With arrays larger than your ~300MiB size, and the default linker script for PIE executables, apparently one of them will span the 2GiB boundary between signed-positive and signed-negative1. So the end-pointer you calculate will be "negative" if you treat it as a signed integer. (Unlike on x86-64, where the non-canonical "hole" spanning the middle of virtual address-space means that an array can never span the signed-wraparound boundary: Should pointer comparisons be signed or unsigned in 64-bit x86? - sometimes it does make sense to use signed compares there.)
You should see this with a debugger if you single-step and look at the pointer values, and the memory value you create with size += dest
(add [esp + 12], eax
).

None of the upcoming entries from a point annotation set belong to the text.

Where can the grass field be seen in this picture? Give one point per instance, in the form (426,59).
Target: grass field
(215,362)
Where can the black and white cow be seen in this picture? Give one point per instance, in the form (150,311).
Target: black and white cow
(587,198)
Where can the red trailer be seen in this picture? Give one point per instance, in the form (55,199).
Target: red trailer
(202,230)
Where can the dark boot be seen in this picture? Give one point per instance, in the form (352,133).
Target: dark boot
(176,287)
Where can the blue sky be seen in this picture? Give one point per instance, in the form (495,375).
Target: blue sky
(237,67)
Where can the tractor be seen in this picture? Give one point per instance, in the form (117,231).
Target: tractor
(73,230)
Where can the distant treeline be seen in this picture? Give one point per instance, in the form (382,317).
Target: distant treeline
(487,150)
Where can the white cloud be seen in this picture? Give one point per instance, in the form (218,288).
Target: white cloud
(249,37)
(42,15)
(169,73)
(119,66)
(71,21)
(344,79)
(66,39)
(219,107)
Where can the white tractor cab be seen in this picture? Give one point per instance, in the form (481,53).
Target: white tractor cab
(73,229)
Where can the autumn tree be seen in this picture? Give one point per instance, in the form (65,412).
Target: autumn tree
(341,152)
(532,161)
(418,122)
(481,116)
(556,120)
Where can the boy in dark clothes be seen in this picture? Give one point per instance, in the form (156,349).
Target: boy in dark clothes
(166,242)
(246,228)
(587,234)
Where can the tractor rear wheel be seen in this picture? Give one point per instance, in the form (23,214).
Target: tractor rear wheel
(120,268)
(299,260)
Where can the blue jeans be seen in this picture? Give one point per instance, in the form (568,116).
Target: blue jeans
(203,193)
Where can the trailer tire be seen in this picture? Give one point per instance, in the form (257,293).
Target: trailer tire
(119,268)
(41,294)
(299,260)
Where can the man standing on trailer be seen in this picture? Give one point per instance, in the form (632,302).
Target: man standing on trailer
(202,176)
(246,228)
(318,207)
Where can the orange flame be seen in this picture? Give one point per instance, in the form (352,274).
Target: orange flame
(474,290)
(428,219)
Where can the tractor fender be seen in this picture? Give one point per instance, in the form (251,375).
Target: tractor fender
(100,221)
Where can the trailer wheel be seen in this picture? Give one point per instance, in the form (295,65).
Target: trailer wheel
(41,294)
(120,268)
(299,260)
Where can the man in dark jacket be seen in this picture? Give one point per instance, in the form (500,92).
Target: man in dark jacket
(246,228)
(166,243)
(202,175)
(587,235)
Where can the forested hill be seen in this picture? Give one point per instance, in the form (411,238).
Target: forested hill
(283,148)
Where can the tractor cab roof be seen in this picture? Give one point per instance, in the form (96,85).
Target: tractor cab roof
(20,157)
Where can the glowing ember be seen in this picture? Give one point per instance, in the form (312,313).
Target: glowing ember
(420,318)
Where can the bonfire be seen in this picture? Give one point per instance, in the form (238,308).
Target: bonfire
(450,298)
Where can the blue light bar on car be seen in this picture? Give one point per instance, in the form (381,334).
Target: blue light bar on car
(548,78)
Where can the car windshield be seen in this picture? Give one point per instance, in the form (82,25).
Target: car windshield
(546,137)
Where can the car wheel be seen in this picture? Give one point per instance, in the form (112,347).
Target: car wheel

As a signed operation, that overflows to create a negative end_pointer, while the start pointer is still positive. pos < neg
is false on the first iteration, so your loop exits, you can see this when single-stepping.
Footnote 1: On my system, under GDB (which disables ASLR), after start
to get the executable mapped to Linux's default base address for PIEs (2/3 of the way into the low half of the address space, i.e. 0x5555...), I checked the addresses with your test case:
sr
at 0x56559040
ds
at 0x6a998d40
- end of
ds
at p /x sizeof(ds) + ds
= 0x7edd8a40
So if it were much bigger, it would cross 0x80000000
. That's why 340000000
avoids your bug but larger sizes reveal it.
BTW, under a 32-bit kernel, Linux defaults to a 3:1 split of address space between kernel and user-space, so even there it's possible for this to happen. But under a 64-bit kernel, 32-bit processes can have the entire 4 GiB address space to themselves. (Except for a page or two reserved by the kernel: see also Why can't I mmap(MAP_FIXED) the highest virtual page in a 32-bit Linux process on a 64-bit kernel?. That also means that forming a pointer to one-past-end of any array like you're doing (which ISO C promises is valid to do), won't wrap around and will still compare above a pointer into the object.)
This won't happen in 64-bit mode: there's enough address space to just divide it evenly between user and kernel, as well as there being a giant non-canonical hole between high and low ranges.